1977: die Schriftstellerin Alice Zeniter, selber Enkelin von Harkis, unternimmt die Geschichte einer Harkifamilie aus Kabylie, vom Großvater Ali bis zur Enkelin Naïma, zu schreiben. Auf 500 Seiten entfaltet sie, vor ihren Lesern, die Geschichte des französischen Algeriens von 1830 bis 1962 und läßt ihnen das traurige Schicksal der Harkisfamilien in Frankreich entdecken. „Hier redet man nicht von Menschen, die eine Wahl aus Liebe zu Frankreich getroffen haben, sondern von Menschen, die sich schließlich, fast unbewußt, für eine Seite entschieden haben“ unterstreicht A. Zeniter. Vom Camp in Rivesaltes bis zu den Hochhäusern von Flers, auf der Durchfahrt durch das Lager von Jouques, versuchen Ali und seine Familie ihr Leben neu aufzubauen, dies in einem Frankreich, die die vergangenen Kriege (2. Weltkrieg, Indochina und Algerien) vergessen will (1). Nach und nach verfolgen 3 Generationen ihre Wege, in einer von Schweigen, Vergessenheit und Verlust beherrschten Welt. Erst Naïma, die Enkelin, wird sich trauen, in das Land ihrer Ahnen zurückzukehren, eine Entdeckungsreise. Der Titel des Buchs kommt aus einem Gedicht der amerikanischen Schriftstellerin Elisabeth Bishop (1911-1979): „In der Kunst des Verlierens ist es nicht schwer Meister zu werden/soviele Sachen scheinen dazu Lust zu haben, verloren zu werden/dass ihr Verlust kein Desater ist“.

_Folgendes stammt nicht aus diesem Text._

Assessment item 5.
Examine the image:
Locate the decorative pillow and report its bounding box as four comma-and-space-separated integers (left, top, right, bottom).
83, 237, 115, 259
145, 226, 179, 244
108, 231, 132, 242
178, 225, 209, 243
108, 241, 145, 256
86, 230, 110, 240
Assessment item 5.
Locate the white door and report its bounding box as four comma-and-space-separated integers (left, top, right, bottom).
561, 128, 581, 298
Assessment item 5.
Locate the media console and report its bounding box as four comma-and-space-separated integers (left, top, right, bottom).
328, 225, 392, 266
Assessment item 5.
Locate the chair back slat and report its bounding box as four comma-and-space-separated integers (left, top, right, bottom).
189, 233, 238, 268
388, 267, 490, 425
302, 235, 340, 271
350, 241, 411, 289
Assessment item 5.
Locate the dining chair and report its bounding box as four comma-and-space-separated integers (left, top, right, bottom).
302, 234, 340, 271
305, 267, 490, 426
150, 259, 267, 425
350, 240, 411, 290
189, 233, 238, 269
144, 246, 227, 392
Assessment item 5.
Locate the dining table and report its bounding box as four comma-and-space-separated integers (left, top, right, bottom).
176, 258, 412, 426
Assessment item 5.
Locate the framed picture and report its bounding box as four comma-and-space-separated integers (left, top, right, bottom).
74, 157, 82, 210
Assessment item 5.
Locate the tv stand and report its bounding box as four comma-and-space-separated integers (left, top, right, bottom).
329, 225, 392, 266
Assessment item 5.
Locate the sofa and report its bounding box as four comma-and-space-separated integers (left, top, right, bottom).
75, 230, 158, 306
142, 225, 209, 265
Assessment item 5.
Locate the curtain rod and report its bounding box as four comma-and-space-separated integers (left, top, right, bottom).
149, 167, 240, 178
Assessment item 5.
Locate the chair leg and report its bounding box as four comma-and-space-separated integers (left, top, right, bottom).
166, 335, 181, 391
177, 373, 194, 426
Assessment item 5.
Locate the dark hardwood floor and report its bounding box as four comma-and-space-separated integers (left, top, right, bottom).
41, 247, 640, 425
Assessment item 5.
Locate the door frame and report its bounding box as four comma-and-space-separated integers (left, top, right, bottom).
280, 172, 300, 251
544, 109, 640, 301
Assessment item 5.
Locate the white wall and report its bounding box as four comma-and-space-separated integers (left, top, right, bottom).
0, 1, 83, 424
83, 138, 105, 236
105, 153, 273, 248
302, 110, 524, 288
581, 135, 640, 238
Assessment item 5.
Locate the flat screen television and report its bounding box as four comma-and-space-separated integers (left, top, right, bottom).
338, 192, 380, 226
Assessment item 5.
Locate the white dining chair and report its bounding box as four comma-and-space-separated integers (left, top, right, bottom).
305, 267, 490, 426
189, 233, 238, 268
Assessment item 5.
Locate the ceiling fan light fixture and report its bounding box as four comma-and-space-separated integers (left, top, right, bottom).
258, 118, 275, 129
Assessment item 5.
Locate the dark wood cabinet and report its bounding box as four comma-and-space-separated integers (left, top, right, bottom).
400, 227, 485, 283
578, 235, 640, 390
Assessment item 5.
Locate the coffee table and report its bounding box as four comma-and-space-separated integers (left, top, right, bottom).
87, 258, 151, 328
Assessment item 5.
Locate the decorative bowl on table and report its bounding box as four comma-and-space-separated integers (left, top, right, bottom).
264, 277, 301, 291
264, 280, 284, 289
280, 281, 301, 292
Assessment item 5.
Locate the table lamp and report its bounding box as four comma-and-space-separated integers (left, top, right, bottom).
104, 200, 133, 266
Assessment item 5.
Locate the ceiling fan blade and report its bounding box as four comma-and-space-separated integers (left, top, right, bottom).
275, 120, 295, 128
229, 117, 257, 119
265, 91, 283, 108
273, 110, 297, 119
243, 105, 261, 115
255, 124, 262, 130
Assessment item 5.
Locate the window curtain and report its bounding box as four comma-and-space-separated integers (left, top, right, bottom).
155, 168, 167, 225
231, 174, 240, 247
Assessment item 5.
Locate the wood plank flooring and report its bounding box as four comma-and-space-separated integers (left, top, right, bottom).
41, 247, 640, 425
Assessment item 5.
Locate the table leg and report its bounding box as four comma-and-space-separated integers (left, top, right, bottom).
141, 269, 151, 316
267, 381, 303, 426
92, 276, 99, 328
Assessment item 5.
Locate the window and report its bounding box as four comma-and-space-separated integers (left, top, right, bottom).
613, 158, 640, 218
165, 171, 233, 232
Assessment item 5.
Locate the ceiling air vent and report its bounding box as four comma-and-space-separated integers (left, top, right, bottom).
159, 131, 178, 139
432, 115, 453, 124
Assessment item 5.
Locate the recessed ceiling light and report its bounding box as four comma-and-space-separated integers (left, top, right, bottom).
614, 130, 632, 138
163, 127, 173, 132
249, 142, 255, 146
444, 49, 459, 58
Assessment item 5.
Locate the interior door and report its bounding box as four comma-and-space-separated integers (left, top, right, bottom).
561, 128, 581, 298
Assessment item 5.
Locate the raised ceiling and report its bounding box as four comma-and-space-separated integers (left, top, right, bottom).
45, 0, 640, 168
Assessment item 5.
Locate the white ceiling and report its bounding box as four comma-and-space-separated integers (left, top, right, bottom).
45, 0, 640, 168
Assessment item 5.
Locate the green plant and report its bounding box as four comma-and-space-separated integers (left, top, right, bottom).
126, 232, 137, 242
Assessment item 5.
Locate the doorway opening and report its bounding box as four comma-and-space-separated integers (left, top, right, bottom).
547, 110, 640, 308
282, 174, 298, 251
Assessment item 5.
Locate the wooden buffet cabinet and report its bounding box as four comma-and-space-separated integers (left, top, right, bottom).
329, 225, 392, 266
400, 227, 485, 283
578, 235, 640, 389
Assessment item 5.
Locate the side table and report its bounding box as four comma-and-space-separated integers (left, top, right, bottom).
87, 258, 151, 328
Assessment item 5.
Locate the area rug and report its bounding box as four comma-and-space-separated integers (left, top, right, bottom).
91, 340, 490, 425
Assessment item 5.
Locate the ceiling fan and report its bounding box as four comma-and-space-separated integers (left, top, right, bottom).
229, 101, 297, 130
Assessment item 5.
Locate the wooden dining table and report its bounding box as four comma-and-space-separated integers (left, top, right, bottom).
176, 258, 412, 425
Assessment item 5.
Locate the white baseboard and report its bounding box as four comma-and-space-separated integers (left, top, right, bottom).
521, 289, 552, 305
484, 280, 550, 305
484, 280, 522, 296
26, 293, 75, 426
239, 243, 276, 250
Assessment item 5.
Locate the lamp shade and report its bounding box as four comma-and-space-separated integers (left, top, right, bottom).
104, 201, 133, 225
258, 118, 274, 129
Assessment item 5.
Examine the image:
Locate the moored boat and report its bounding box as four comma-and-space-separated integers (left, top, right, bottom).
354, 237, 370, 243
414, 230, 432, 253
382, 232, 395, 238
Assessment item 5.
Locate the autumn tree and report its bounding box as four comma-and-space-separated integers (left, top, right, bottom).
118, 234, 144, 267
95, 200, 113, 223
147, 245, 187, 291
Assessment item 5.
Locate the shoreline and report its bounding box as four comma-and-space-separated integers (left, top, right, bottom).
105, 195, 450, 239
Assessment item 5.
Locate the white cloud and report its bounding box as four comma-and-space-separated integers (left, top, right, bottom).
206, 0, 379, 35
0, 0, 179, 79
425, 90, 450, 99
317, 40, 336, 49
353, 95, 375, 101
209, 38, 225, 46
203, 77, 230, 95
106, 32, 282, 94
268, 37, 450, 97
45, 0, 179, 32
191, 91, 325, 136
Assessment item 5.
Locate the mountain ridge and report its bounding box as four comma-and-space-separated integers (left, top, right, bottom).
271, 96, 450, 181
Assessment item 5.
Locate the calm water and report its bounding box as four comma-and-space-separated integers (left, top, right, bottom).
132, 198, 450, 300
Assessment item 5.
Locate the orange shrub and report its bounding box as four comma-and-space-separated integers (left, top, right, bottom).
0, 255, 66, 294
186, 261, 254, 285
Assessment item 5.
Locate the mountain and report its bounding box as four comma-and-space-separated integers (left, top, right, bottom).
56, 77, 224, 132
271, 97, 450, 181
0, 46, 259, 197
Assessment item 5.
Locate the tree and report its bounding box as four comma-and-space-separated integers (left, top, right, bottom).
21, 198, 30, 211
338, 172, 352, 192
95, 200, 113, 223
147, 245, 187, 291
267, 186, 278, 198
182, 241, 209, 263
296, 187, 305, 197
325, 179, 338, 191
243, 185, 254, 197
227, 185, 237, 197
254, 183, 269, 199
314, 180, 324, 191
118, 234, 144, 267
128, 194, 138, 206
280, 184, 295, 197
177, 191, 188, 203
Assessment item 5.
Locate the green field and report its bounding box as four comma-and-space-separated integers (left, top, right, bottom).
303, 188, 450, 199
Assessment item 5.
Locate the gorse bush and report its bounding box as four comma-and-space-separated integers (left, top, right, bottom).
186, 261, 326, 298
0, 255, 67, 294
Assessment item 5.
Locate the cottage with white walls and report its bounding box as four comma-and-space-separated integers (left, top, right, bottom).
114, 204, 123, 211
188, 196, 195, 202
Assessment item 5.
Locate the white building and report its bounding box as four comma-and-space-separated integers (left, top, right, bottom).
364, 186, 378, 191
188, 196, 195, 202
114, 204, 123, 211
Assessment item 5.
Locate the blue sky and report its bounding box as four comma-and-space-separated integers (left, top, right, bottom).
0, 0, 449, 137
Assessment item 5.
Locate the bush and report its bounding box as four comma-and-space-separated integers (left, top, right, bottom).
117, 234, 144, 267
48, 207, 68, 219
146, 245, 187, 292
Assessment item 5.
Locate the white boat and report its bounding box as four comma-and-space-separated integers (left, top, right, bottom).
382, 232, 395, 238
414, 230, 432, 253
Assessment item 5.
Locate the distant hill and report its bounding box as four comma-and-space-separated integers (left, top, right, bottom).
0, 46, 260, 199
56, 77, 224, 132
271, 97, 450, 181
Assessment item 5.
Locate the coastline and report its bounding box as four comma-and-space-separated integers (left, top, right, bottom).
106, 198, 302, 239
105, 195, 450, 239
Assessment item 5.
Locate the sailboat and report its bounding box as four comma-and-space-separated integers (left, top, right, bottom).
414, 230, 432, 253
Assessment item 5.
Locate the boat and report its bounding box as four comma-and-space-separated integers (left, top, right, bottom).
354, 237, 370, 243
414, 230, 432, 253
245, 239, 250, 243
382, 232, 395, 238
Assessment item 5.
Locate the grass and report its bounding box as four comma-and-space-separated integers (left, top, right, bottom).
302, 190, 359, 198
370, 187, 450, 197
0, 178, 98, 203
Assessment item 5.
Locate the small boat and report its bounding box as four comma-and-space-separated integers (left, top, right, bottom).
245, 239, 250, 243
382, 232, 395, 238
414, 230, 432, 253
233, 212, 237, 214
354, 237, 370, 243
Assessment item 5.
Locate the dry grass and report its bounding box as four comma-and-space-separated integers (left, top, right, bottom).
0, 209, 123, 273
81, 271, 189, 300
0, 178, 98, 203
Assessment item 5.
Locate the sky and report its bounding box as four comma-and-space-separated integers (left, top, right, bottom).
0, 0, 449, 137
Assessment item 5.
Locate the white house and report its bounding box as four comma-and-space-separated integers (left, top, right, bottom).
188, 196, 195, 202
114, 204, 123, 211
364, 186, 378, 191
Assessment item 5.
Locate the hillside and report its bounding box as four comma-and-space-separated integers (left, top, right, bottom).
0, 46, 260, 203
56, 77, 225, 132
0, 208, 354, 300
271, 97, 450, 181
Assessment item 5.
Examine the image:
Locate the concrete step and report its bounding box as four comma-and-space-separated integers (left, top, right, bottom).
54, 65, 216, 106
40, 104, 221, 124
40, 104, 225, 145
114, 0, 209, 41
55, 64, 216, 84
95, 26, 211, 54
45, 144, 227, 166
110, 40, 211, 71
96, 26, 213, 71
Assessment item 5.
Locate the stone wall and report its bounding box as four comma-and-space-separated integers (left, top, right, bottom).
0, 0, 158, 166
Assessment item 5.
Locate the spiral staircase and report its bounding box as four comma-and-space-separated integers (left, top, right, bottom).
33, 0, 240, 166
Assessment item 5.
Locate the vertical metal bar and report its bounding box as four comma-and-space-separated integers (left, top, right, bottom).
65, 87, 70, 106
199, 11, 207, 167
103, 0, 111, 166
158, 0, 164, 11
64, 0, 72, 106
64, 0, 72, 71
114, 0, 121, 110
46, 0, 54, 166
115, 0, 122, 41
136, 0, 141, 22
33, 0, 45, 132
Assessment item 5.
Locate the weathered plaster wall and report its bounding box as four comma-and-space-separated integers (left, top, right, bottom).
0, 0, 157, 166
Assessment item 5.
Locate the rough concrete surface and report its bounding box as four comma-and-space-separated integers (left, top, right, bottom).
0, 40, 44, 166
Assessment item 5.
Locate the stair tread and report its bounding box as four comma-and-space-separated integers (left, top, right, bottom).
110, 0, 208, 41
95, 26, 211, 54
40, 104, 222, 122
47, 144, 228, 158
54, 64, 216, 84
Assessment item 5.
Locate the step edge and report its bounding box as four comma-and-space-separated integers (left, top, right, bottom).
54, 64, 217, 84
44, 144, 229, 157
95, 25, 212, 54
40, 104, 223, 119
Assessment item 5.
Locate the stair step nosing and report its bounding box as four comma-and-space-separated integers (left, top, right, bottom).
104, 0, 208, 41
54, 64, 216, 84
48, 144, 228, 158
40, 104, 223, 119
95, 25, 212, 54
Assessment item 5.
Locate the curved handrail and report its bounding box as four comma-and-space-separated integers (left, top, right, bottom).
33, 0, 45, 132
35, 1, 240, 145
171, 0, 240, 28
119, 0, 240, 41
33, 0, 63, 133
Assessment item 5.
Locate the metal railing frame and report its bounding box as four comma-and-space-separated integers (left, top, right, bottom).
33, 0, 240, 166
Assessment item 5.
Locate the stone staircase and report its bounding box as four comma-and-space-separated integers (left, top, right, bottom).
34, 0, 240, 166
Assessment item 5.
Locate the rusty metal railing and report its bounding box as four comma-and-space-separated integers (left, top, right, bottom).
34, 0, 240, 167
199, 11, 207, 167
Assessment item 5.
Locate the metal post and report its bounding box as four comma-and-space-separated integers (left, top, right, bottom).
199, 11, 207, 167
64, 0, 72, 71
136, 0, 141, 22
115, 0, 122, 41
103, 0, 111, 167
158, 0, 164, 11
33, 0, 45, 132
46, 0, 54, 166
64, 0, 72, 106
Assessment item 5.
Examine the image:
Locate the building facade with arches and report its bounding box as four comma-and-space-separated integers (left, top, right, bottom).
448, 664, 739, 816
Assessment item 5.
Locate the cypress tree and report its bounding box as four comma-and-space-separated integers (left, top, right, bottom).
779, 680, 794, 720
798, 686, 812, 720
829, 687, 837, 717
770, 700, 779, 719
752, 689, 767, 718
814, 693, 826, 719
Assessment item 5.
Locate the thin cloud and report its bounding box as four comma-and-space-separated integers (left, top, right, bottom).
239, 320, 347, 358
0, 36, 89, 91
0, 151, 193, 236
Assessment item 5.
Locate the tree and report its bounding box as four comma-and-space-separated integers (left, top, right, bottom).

Dieser Roman ist hinreißend, er ist hart aber nicht ohne Humor und Zärtlichkeit, er ist schön geschrieben und sehr aktuell bei dieser Such der Übermittlung und der Identität. „eine schöne Art auch mit Feinheit, die Problemen der Identität der Migrantenkinder in der zeitgenössischen Gesellschaft zu analysieren“ (2).

Die Art des Verlierens, prix Goncourt des lycéens 2017

(1) Zum lesen : « Die französische Kunst des Krieges“ von Alexis Jenni (btb Verlag), prix Goncourt 2011.